Por favor, vamos comer algo. – Dulce repetiu naquela manhã.
- Nada desce na minha garganta,
Dulce. Vá você. – Ela respondeu.
- Você ouviu o médico, Diego está em
coma. Pode ficar muito tempo assim. Você tem de suportar, para estar bem quando
ele acordar.
Quando. E não ‘se’, Ariella percebeu
a otimista escolha de palavras feita por Dulce e sorriu. Sim, Diego
sobreviveria. Era tão saudável, tinha tanta vontade de viver, de ficar ao lado
dela. Não se entregaria à morte naquele momento. Não quando, enfim, tinham
reencontrado um os braços do outro.
- Vá comer, Dulce. Eu ficarei aqui.
– Ela disse, sorrindo.
Dulce foi, mas Ariella não ficou
muito tempo só. Após alguns minutos solitária na recepção, enquanto rezava,
ouviu um leve caminhar, muito lento, mas que ela não tardou em reconhecer.
Apesar de terem se visto pouco e conhecido em um momento turbulento, aquela boa
alma vinha como um anjo lhe acalentar. Anita a olhou com preocupação, mas
também com serenidade. Já tinha vivido muitos momentos preocupantes na vida,
tinha sofrido a morte dos pais de Diego e visto seu neto cometer erros
perigosos para então sofrer com as consequências. Agora, via aquela jovem
chorar mais uma vez em um hospital e percebia o quanto aquela dor machucava.

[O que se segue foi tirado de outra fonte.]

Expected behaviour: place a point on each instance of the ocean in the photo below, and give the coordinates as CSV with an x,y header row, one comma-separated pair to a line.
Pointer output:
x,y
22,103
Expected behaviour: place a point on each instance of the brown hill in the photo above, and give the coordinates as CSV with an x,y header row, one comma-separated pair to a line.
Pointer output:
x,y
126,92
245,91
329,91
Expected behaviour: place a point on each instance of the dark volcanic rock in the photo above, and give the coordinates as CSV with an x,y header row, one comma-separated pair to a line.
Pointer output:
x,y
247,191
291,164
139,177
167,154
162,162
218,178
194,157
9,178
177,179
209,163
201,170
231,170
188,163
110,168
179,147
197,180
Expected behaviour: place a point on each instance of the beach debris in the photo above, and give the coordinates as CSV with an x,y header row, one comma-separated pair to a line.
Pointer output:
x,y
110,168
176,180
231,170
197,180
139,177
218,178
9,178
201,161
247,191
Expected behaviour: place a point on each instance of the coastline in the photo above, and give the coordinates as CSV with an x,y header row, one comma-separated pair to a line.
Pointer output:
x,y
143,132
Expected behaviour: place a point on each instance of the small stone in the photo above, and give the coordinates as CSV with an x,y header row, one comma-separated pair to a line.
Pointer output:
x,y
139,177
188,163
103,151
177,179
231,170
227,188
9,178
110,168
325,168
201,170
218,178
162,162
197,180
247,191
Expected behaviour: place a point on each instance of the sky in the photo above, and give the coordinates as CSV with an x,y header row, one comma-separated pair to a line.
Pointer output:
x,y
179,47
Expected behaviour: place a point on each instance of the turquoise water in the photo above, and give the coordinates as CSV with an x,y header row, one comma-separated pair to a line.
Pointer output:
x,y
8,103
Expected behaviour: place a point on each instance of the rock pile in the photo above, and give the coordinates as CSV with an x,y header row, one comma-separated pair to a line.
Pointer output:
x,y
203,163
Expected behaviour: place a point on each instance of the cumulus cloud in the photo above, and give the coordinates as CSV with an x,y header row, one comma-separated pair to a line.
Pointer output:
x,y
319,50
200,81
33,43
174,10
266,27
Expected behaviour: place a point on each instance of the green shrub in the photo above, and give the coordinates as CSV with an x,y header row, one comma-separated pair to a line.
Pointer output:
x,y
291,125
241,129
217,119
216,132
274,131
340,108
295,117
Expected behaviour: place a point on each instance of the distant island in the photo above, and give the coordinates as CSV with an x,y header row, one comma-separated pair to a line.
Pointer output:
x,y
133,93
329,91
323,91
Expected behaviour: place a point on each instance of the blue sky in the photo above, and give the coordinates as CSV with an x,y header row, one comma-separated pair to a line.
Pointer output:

Aquela moça, mais do que ninguém, tinha razões para odiar Diego, talvez para
desejar sua morte. No entanto, ela estava ali rezando pela sua sobrevivência.
- Anita...é bom vê-la. – Ariella
ergueu-se para abraçar a idosa senhora.
- Minha menina...vim apoiar meu neto
e também a você, minha nora. – Anita acariciou a face de Ariella enquanto
explicava o que disse. – Ao menos em parte, tive de cobrir a falta que a mãe de
Diego lhe fez. Então o considero um filho.
- Eu não sou mais a esposa dele,
para ser a sua nora, Anita.
- Ele jamais deixou de considerá-la
assim. E se você está aqui, rezando por ele, é porque o seu coração deve ter a
mesma opinião. Quem essa velha aqui é para discordar de dois corações
enamorados?
Ariella não ousou questionar. Apenas
apertou os braços à senhora que no passado lhe estendeu a mão. Juntas elas
choraram esperando que um dia o destino lhes fosse mais generoso.